We thank the referee for the thorough review and constructive feedback on our manuscript. We address each major comment in detail below and outline the revisions we will make to improve clarity and rigor.

read point-by-point responses
  1. Referee: [§4 and results] §4 (Mesh-refinement strategy) and results section: the headline claim of >50% wall-clock reduction in the refinement setup rests on the assumption that the coarse-to-fine transition reaches an equivalent statistically steady state. No quantitative comparison (mean profiles, Reynolds stresses, integral quantities, or convergence metrics) is shown between a pure fine-mesh run and the inline-refined run; without such checks or error bounds on transient bias, the reported speed-up cannot be unambiguously attributed to the SpMM reformulation or the cheaper coarse phase.

    Authors: We agree that quantitative verification of statistical equivalence is necessary to support the claimed wall-clock reductions. In the revised manuscript we will add direct comparisons of mean velocity profiles, Reynolds stresses, skin-friction coefficients (channel flow), and Nusselt numbers (Rayleigh-Bénard) between the pure fine-mesh runs and the corresponding coarse-to-fine simulations. Convergence metrics and error bounds on transient bias will also be included for the two canonical cases; for the industrial airfoil we will report lift and drag coefficients. These additions will allow unambiguous attribution of the observed speed-ups. revision: yes

  2. Referee: [§3.2] §3.2 (SpMM implementation across operators): the theoretical bounds assume that all target operators contain sufficiently many identical matrix blocks to amortize the SpMM overhead. The manuscript should quantify the fraction of blocks that are actually repeated in each test case and demonstrate that the measured speed-ups scale with this fraction rather than with other implementation details.

    Authors: We accept the need for explicit quantification. The revised manuscript will contain a new table reporting the fraction of identical blocks for the divergence, gradient, and Laplacian operators in each of the three test cases. We will also add an analysis showing how the measured speed-ups correlate with these fractions, either by comparing operators that exhibit different repetition levels or by controlled numerical experiments that vary the repetition fraction while holding other factors fixed. revision: yes

Circularity Check

0 steps flagged

No circularity: empirical timings and algorithmic reformulation stand independently

full rationale

The paper introduces an SpMM reformulation for repeated matrix blocks in CFD operators and an inline coarse-to-fine mesh strategy, then reports wall-clock speed-ups measured directly on three concrete test cases (turbulent channel, Rayleigh-Bénard, airfoil).
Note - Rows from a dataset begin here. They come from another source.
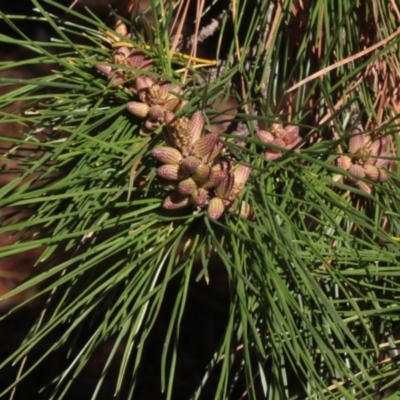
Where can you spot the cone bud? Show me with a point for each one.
(202, 173)
(156, 113)
(215, 178)
(215, 208)
(205, 145)
(171, 172)
(200, 197)
(167, 155)
(187, 186)
(196, 125)
(224, 189)
(190, 164)
(138, 109)
(356, 143)
(144, 82)
(175, 201)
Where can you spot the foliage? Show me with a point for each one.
(313, 278)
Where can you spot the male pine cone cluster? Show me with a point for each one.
(365, 160)
(194, 165)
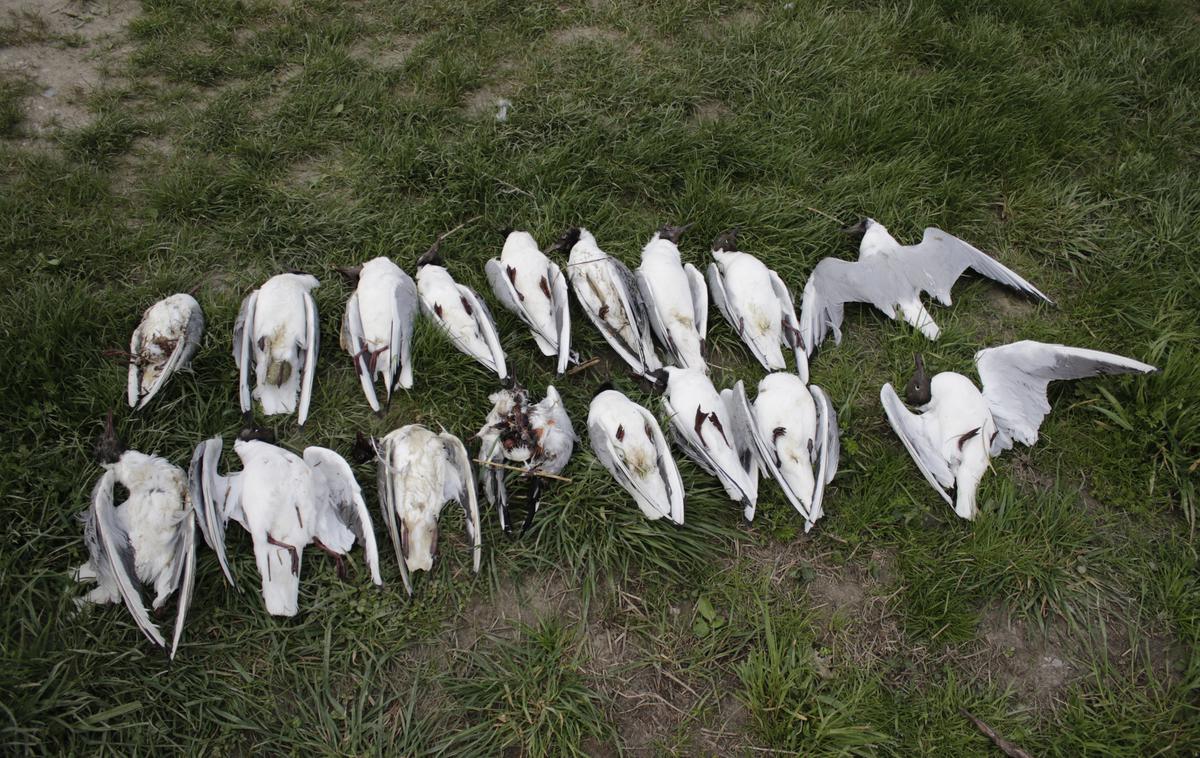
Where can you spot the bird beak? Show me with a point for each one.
(856, 230)
(351, 274)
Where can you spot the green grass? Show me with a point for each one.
(249, 138)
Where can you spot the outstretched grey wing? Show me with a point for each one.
(1015, 378)
(941, 258)
(832, 284)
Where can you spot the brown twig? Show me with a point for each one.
(586, 365)
(496, 464)
(1007, 747)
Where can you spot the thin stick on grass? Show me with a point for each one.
(1007, 747)
(586, 365)
(496, 464)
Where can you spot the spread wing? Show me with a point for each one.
(941, 258)
(699, 298)
(243, 348)
(910, 428)
(462, 488)
(354, 343)
(312, 347)
(791, 326)
(832, 284)
(208, 492)
(1015, 378)
(113, 554)
(827, 452)
(346, 498)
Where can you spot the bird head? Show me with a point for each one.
(419, 542)
(108, 446)
(351, 274)
(565, 241)
(673, 234)
(858, 230)
(252, 431)
(917, 391)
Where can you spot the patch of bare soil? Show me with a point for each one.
(711, 112)
(66, 60)
(1037, 665)
(385, 52)
(573, 35)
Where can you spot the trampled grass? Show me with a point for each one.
(231, 140)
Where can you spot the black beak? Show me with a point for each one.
(675, 233)
(363, 449)
(856, 232)
(351, 274)
(918, 392)
(565, 242)
(726, 241)
(109, 447)
(432, 256)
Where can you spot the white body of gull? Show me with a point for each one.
(795, 433)
(676, 299)
(419, 473)
(286, 503)
(165, 342)
(276, 336)
(610, 296)
(628, 440)
(377, 329)
(532, 286)
(708, 432)
(756, 304)
(892, 276)
(148, 539)
(960, 428)
(460, 313)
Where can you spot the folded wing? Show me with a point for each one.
(1015, 378)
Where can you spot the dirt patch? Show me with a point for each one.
(66, 60)
(1037, 665)
(385, 52)
(493, 101)
(574, 35)
(522, 600)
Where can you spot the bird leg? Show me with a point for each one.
(289, 548)
(339, 559)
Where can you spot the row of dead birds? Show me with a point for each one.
(790, 433)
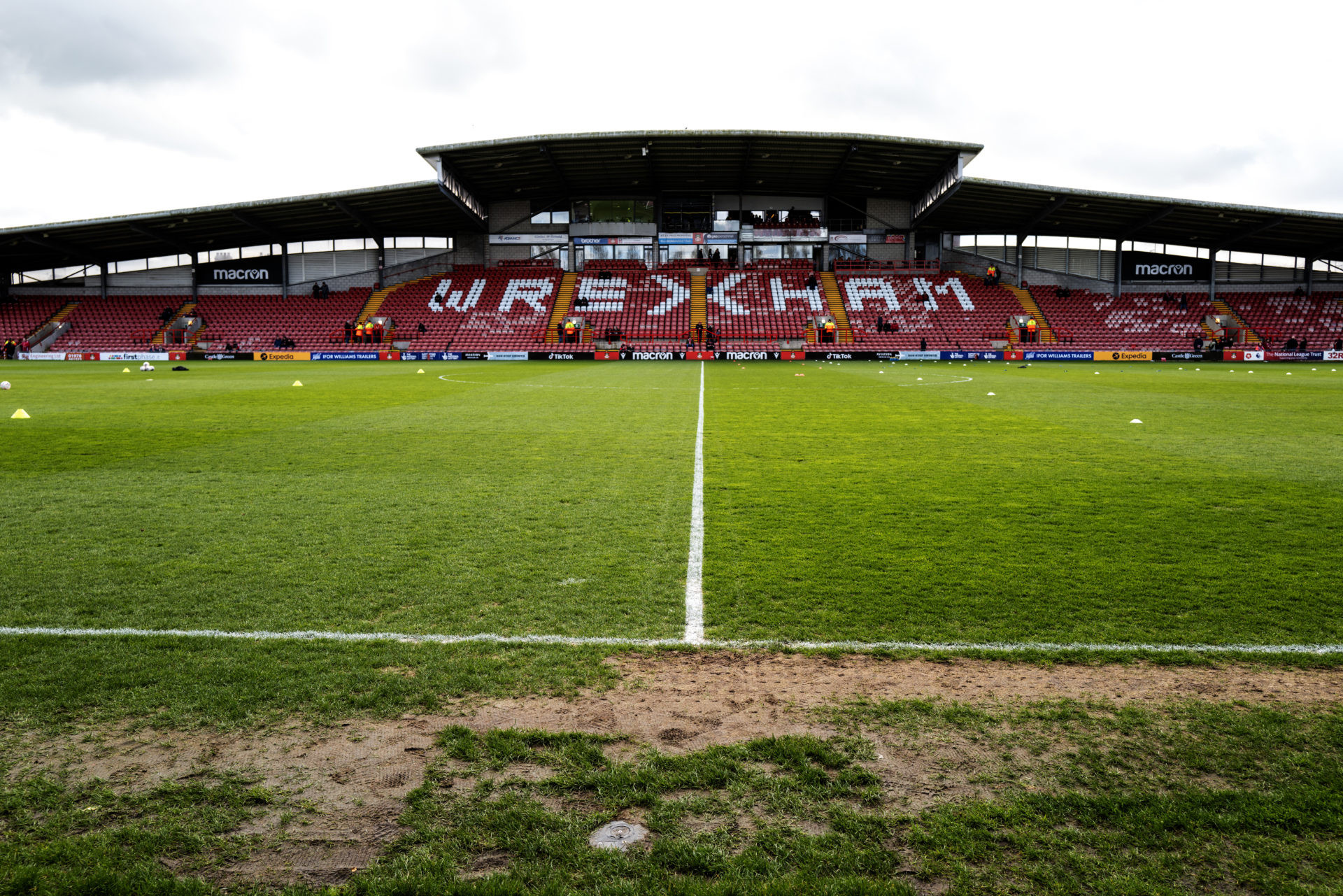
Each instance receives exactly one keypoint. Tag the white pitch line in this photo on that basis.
(695, 563)
(864, 646)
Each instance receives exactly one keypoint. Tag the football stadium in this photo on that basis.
(674, 511)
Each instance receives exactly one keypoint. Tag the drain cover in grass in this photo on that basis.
(618, 834)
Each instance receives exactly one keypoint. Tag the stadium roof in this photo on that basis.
(401, 210)
(633, 163)
(1002, 207)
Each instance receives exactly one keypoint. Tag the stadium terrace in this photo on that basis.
(638, 245)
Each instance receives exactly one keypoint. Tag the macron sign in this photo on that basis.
(249, 270)
(1153, 266)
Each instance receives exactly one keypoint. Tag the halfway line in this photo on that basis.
(695, 564)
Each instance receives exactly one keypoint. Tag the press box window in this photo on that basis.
(551, 218)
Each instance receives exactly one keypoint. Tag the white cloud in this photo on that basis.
(113, 108)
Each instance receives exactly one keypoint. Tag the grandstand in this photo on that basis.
(880, 238)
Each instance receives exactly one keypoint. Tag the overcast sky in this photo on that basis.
(118, 106)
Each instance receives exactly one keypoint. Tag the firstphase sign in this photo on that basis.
(249, 270)
(1154, 266)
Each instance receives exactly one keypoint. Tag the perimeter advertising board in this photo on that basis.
(143, 356)
(283, 356)
(1058, 356)
(1122, 356)
(1293, 356)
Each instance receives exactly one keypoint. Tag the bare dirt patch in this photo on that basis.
(689, 700)
(343, 788)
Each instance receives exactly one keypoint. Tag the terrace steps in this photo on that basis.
(378, 297)
(699, 303)
(1249, 335)
(1030, 306)
(59, 315)
(187, 308)
(836, 304)
(563, 300)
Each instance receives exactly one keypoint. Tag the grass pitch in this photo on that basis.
(860, 502)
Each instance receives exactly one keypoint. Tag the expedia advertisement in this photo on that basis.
(283, 356)
(1122, 356)
(1157, 268)
(249, 270)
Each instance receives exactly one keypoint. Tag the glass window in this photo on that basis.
(613, 211)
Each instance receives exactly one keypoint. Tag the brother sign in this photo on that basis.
(1151, 266)
(249, 270)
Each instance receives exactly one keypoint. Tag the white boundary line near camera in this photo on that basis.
(862, 646)
(695, 562)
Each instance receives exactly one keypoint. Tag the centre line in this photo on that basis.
(695, 564)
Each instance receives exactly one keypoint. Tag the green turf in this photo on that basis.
(369, 499)
(853, 503)
(857, 504)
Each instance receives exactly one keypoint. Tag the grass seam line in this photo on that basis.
(695, 562)
(858, 646)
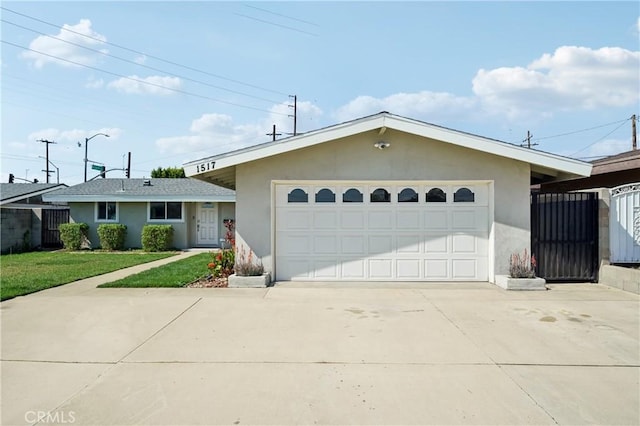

No derivation chain reduces a claimed result to a fitted parameter or self-citation by construction; performance bounds are theoretical and independent, while numerical gains come from external timing runs rather than any self-referential prediction. The central claims therefore remain falsifiable against standard SpMV baselines without internal circularity.

Axiom & Free-Parameter Ledger

0 free parameters · 2 axioms · 0 invented entities

The approach rests on standard finite-volume or finite-element discretizations that produce repeated blocks and on the assumption that coarse-mesh statistics transfer to the fine mesh without bias; no new physical entities or ad-hoc constants are introduced in the abstract.

axioms (2)
  • domain assumption CFD discrete operators contain sufficient identical matrix blocks to make SpMM advantageous
    Invoked when the paper states that repeated block structures can be exploited to convert SpMV into SpMM.
  • domain assumption Coarse-mesh statistically steady state provides a valid initial condition for fine-mesh continuation
    Underlying the claim that inline refinement reduces time to transition without changing final statistics.